Community Corner

Meriden Police Brutality Case Going to Trial

The federal government alleges that the chief's son used excessive force against a prisoner and then lied on his police report about it.

After failing to have police brutality charges against him dismissed, Meriden police officer Evan Cossette is going to trial.

Cossette, indicted by the federal government last year, is accused of shoving a prison whose hands were cuffed while being held inside a holding cell at the Meriden Police Department in 2010.

The victim received a head injury as a result.
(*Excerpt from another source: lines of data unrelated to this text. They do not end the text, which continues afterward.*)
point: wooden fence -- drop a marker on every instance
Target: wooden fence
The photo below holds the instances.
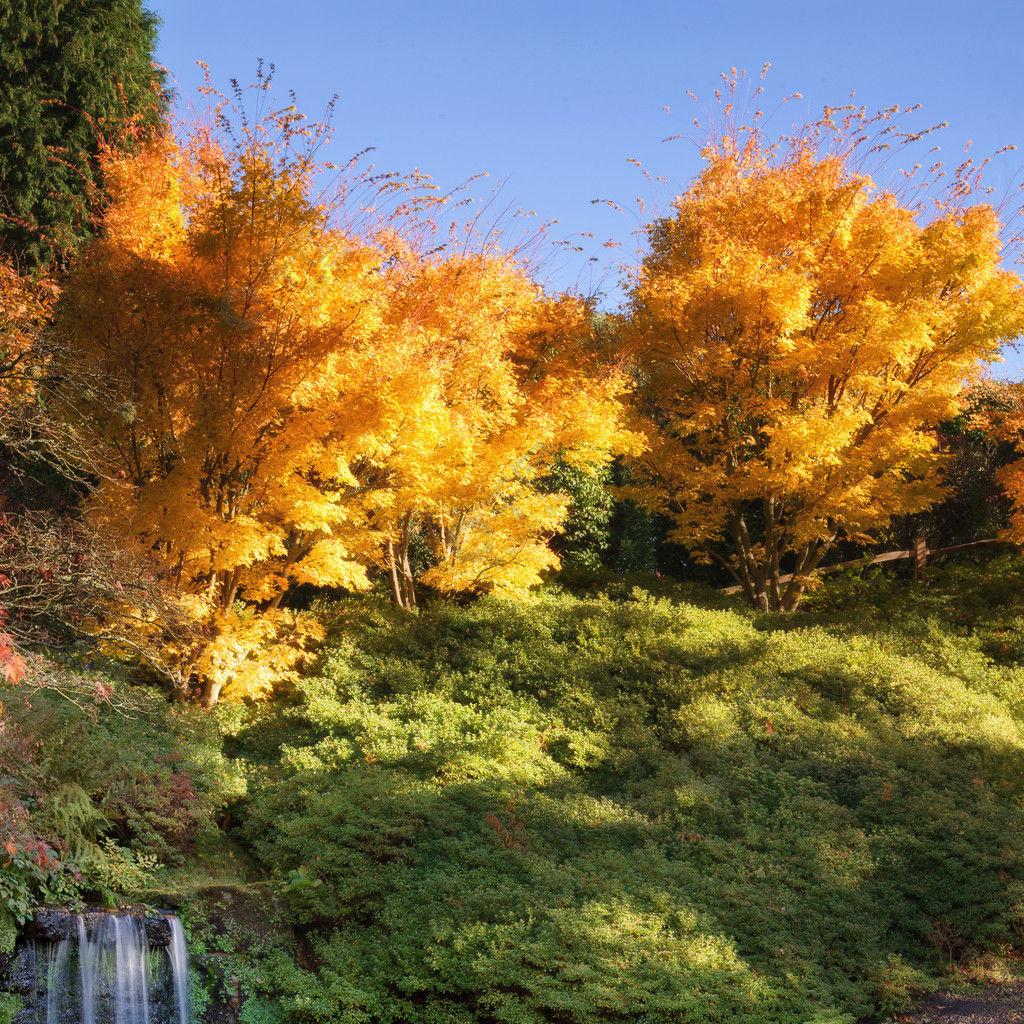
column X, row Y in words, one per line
column 920, row 553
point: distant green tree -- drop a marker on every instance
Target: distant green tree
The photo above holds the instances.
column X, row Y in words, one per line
column 585, row 537
column 71, row 71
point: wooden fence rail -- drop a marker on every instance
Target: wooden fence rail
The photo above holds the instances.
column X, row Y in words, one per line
column 920, row 553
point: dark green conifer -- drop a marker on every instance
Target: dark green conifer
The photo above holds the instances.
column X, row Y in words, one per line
column 71, row 72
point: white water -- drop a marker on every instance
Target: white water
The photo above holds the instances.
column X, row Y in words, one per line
column 107, row 974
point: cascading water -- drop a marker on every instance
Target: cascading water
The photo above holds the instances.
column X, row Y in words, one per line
column 179, row 969
column 110, row 968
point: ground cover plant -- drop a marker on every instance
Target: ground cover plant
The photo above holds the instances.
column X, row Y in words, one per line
column 639, row 808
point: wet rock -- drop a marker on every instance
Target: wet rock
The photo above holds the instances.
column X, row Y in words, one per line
column 52, row 924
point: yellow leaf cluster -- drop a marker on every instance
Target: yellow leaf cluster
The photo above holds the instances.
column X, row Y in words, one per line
column 798, row 330
column 298, row 402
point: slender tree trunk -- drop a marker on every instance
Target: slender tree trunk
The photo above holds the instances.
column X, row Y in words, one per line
column 400, row 568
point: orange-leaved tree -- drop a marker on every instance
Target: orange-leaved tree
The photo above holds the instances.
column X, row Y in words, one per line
column 797, row 330
column 488, row 381
column 231, row 317
column 298, row 394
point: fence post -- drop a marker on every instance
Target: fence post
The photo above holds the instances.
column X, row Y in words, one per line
column 920, row 557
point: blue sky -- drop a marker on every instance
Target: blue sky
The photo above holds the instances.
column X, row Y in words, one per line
column 553, row 99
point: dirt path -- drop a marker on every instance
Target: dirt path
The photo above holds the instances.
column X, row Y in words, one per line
column 998, row 1005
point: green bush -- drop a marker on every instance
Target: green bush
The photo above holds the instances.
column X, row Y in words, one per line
column 111, row 780
column 588, row 810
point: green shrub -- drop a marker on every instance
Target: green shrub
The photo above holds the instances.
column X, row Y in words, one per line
column 588, row 810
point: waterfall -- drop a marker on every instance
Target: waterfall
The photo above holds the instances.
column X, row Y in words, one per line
column 179, row 969
column 111, row 968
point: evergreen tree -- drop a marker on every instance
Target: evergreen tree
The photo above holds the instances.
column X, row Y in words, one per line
column 71, row 72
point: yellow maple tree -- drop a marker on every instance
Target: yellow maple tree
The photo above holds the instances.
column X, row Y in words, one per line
column 491, row 381
column 295, row 398
column 226, row 308
column 797, row 330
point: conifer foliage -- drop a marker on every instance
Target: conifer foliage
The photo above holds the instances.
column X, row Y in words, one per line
column 72, row 72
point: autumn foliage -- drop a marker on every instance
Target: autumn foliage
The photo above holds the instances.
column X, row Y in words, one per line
column 298, row 401
column 798, row 330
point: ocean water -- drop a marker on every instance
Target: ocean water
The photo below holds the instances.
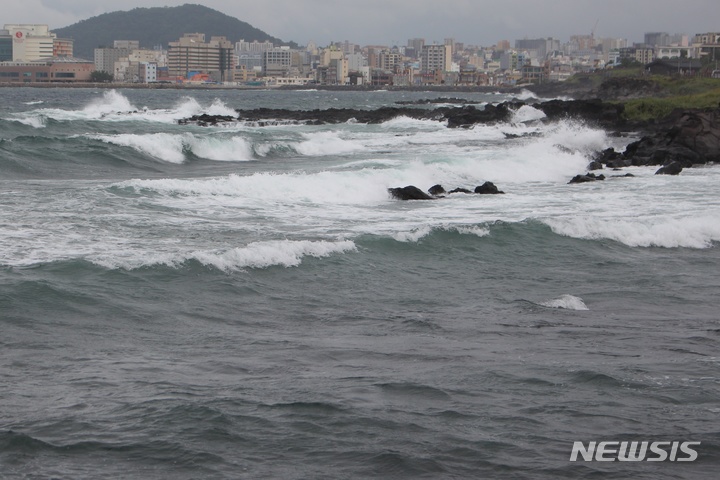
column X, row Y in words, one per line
column 247, row 301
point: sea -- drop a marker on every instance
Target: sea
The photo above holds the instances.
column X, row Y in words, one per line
column 247, row 300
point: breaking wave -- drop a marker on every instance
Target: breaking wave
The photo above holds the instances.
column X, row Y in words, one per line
column 258, row 255
column 567, row 302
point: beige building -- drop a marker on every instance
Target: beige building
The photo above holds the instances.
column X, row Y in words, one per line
column 192, row 54
column 57, row 70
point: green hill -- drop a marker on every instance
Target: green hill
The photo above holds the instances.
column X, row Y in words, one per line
column 157, row 26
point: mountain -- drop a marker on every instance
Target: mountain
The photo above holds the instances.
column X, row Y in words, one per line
column 157, row 26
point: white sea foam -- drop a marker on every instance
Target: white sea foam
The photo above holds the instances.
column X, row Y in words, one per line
column 668, row 232
column 568, row 302
column 412, row 236
column 172, row 147
column 113, row 106
column 286, row 253
column 326, row 143
column 526, row 113
column 526, row 95
column 163, row 146
column 112, row 101
column 35, row 121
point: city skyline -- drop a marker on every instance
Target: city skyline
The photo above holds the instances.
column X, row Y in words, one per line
column 393, row 23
Cossette, the son of Police Chief Jeffry Cossette, was indicted by a grand jury that issued two counts, including a charge that Evan Cossette lied on official police reports about the incident.

Jury selection, according to NBC Connecticut, begins today in the trial.

Under the indictment, Cossette is charged with one count of use of unreasonable force by a law enforcement officer, which carries a maximum term of imprisonment of 10 years and a fine of up to $250,000.  

He is also charged with one count of obstruction of a federal investigation by preparing a false report, which carries a maximum prison term of 20 years and a fine of up to $250,000.

Cossette has pleaded not guilty to both charges.

He had sought a dismissal of both counts on the grounds that the federal government could not prove that Cossette intended to inflict harm on the prisoner and because the government can not prove that Cossette attempted to lie on his official police report of the incident.

A judge this month, however, rejected both of those arguments, clearing the way for jury selection to begin.

Cossette, according to court filings in the case in U.S. District Court in New Haven, also will not be able to use as evidence in his defense a report issued in May of 2012 that said there was no evidence that he used undue force against the prisoner, that there was not an attempted cover up of the alleged abuse or that there was no evidence of a culture of favoritism toward the chief’s son in the police department.

Federal prosecutors successfully argued in their motion to have that evidence suppressed that the report was done at the behest of Meriden police administrators and that while it was touted as an “independent” investigation by an attorney, they believe it was anything but that.

“First, the report itself, which includes both ... opinions and summaries of witness statements, is hearsay, and therefore inadmissible,” the lawyers said in their motion to suppress the report. The report, they added, appears to be based on the investigator’s “own personal opinions.”